Wed, 03/09/2011 - 5:38am

You may have seen it on television or in the news recently. Some of the best players ever to play Jeopardy! were dominated by Watson – I.B.M.’s super-computer. It seems Watson's “knowledge” may make its way to the medical community sooner than we all thought.

An article in the New York Times reports that I.B.M. is planning to collaborate with Columbia University and the University of Maryland to develop a Watson-like computer that acts as a physician’s assistant service. Adding voice recognition, doctors could ask questions and the computer would provide a medically-correct answer. Some in the medical community predict this could change how doctors are trained and what they’re expected to know.

“I have been in medical education for 40 years and we’re still a very memory-based curriculum,” says Dr. Herbert Chase, a professor of clinical medicine at Columbia University who is working with I.B.M. on the physician’s assistant and was quoted in the NY Times article. “The power of Watson-like tools will cause us to reconsider what it is we want students to do.”

On his blog, Dr. Kevin Pho commented that having a technology like Watson available for doctors makes the traditional “memory-based curriculum” and closed-book certification exams for doctors obsolete.

“If I don’t know the answer when I’m with a patient in the exam room, I look it up, or ask someone who does,” Pho writes. “In this era of patient safety and emphasis on reducing medical errors, it doesn’t make much sense to rely on rote memory to practice medicine.” 

Pho argues that board certification exams to test doctors should be open-book, and evaluate how well physicians can find necessary information, not what they can recall from memory. The comments posted in reaction to Dr. Pho’s blog, though, suggest some disagree that this technology validates changing requirements for doctors to acquire a certain level of memory-based medical knowledge.

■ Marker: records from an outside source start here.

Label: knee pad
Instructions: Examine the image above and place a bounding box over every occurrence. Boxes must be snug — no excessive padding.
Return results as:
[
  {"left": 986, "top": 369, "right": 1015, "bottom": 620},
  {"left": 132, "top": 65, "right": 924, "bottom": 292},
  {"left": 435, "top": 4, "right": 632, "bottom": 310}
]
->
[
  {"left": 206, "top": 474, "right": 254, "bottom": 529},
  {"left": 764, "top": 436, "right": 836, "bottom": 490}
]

As one reader commented, in a field such as surgery, there simply isn’t time to look up particular information. Watson-directed queries might work when caring for a stable patient, “but when a patient is tanking or they lose their airway, there’s not even time to open up your iPhone.”

There is no question that Watson-like technology could enhance doctors’ work. The ability for a physician to quickly and easily find out information could improve decision-making and patient care.
However, the idea of changing the training of doctors and the knowledge base required of them seems to be too large of a jump. There is something to be said for earning ‘MD’ after your name to prove you have learned what you need to for patients to entrust you with their lives.

In my opinion, Watson-like technology should only be used as an aid for physicians, especially in the OR. Technology cannot 'take over' for a surgeon. Surgeons need to have the knowledge base to act quickly, efficiently and correctly, without relying on a computer to give them the answers. This knowledge is what makes surgeons and other doctors unique, what sets them apart from the rest of us and qualifies them to care for patients.